Our study adds to the literature on geographic variation in recruitment methods and access to the EHR for research purposes. Of survey respondents in our study who did not use the EHR to find potential participants, approximately 25% reported that the EHR was not accessible for research purposes in their country; this finding varied from 2.6% of respondents in North America to 50% of respondents in the Asia Pacific. While we examined variation in barriers across broad geographic regions, prior work suggests that attitudes about the acceptability of EHR-based screening vary even within relatively limited geographic regions. In a survey of participants in the European Electronic Health Records Systems for Clinical Research (EHR4CR) initiative, 70% of respondents reported that using EHR data for recruitment would be permissible and 67% believed it would enhance the conduct of trials, but 50% said it would create ethics or governance concerns in their country and may require prior regulatory approval [17]. Consistent with prior work [18], our study highlights the existence of institution-level restrictions that may represent important barriers to EHR-based recruitment. A better understanding of barriers at the national, local, and institutional levels may help support the consistent implementation of electronic screening strategies in clinical trials.

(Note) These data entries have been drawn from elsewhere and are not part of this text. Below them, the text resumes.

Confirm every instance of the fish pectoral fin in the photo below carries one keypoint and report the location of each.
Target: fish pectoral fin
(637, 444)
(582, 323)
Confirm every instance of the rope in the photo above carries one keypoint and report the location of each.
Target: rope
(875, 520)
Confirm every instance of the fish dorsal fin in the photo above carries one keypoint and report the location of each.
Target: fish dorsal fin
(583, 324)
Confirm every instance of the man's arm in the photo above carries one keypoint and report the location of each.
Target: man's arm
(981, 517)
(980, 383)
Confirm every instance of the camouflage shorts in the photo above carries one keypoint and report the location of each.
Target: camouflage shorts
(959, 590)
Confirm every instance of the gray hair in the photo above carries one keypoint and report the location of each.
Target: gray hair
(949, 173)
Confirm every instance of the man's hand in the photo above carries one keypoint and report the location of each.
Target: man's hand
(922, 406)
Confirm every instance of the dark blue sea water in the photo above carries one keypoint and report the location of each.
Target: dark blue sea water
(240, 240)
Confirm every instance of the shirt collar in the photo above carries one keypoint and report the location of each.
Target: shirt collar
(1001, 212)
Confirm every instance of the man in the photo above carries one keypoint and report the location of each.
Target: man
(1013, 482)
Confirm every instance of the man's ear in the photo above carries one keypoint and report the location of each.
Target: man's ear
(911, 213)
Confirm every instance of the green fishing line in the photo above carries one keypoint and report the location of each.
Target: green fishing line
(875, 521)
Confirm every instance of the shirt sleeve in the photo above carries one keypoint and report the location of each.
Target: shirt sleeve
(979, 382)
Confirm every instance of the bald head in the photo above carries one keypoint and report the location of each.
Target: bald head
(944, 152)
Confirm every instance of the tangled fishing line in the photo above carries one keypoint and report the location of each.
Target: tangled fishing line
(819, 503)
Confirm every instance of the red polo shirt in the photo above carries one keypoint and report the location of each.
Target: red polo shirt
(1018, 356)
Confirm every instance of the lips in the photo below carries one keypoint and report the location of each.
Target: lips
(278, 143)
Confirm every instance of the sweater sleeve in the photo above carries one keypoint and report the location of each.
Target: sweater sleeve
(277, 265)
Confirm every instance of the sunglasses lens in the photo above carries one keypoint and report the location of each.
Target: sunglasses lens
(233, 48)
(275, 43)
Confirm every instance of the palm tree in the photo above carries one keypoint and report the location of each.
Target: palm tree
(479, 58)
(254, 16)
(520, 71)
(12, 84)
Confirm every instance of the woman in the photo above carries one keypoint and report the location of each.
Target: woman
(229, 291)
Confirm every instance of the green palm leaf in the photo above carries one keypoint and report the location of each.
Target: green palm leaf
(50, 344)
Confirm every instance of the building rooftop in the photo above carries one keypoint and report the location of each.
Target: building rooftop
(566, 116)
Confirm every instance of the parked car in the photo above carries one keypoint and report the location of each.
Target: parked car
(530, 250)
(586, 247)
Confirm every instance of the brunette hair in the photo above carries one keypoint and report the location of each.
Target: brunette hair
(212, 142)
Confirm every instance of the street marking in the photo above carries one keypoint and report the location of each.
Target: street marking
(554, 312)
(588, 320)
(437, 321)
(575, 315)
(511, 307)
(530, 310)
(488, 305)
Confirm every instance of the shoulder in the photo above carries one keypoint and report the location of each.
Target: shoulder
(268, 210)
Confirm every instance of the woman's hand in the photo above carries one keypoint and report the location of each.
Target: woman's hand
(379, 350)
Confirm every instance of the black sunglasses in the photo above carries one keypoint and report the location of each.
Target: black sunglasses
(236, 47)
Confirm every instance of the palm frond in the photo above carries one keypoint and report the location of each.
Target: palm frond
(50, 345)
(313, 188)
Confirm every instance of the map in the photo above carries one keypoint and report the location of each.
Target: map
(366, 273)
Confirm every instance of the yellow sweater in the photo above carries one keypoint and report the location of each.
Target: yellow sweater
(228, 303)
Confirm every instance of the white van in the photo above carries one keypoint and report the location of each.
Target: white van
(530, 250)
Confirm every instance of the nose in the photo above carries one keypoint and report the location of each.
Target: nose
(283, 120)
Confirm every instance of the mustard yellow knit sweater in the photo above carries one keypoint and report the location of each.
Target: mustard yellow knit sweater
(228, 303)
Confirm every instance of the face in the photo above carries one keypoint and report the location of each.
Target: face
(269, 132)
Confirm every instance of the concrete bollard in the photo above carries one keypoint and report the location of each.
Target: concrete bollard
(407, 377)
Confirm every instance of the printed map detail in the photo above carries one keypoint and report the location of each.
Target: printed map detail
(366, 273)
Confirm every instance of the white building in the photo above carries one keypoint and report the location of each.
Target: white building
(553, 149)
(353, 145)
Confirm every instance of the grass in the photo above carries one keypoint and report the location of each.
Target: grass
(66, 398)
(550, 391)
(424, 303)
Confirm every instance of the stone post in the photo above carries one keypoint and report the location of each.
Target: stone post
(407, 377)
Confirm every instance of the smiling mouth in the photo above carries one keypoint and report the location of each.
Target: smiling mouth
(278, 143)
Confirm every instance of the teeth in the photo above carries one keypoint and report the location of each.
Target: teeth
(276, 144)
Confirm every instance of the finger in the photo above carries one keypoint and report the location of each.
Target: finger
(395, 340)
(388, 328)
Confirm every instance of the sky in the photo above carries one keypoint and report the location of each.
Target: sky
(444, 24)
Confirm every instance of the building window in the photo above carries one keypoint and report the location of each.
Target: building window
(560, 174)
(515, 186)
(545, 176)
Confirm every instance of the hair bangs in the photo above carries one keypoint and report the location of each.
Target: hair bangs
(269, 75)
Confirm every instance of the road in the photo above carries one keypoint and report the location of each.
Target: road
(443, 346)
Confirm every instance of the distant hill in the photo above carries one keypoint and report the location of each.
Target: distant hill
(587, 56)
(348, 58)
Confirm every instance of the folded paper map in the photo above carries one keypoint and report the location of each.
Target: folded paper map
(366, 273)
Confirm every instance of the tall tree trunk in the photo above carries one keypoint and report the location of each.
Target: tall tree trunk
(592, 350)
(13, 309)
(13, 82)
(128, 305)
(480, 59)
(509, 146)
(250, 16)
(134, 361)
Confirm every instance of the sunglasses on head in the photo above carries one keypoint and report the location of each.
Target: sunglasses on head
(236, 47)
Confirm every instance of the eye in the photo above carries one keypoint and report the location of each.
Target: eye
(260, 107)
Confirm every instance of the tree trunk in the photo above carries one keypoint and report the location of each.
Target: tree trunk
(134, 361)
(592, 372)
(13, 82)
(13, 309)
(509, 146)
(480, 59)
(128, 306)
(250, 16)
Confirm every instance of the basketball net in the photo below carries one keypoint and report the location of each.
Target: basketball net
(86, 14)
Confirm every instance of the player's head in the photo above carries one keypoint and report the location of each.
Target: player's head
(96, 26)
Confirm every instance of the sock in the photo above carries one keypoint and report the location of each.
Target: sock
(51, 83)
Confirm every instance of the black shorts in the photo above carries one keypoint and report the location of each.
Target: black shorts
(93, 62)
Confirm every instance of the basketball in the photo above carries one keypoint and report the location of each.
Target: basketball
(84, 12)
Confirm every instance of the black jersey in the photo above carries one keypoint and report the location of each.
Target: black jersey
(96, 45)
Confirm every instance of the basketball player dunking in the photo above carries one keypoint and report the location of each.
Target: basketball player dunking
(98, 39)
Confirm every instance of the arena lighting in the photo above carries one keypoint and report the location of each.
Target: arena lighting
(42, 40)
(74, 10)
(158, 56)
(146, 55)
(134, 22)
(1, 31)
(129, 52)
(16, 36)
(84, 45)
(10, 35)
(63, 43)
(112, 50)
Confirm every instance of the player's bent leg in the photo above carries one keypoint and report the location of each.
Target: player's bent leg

Several limitations to our study are worth noting. First, we conducted qualitative focus groups with volunteers from a set of sites who responded to an email invitation and indicated their interest in participating in EHR-related focus groups. These participants represented sites that were mostly from the USA, so qualitative findings may not fully represent the views of other sites around the globe. Second, we surveyed site coordinators and principal investigators actively recruiting in a large, global, cardiovascular, outcomes trial for type 2 diabetes; these results may not be generalizable to research in other disease areas. Third, each survey was completed by a single investigator at each site, whose views may not represent the perspectives of all active investigators at that site. Additionally, while nearly three-fourths of actively enrolling HARMONY Outcomes sites completed our survey [n = 446/610 (73.1%)], these sites may not fully represent the experiences of non-responding sites. Finally, several survey response options relied on estimates from investigators (e.g., % of EHR-identified participants enrolled). These estimates should be regarded as exploratory, and future work quantifying the yield of EHR-based searching strategies is needed.

Conclusions

EHR screening was commonly used to identify potentially eligible participants in a cardiovascular outcomes trial; however, optimal use of the EHR is challenged by technical, governance, and regulatory barriers. Future research examining scalable, multifaceted, electronic, recruitment strategies may support streamlined implementation and reduce EHR screening challenges for clinical trials.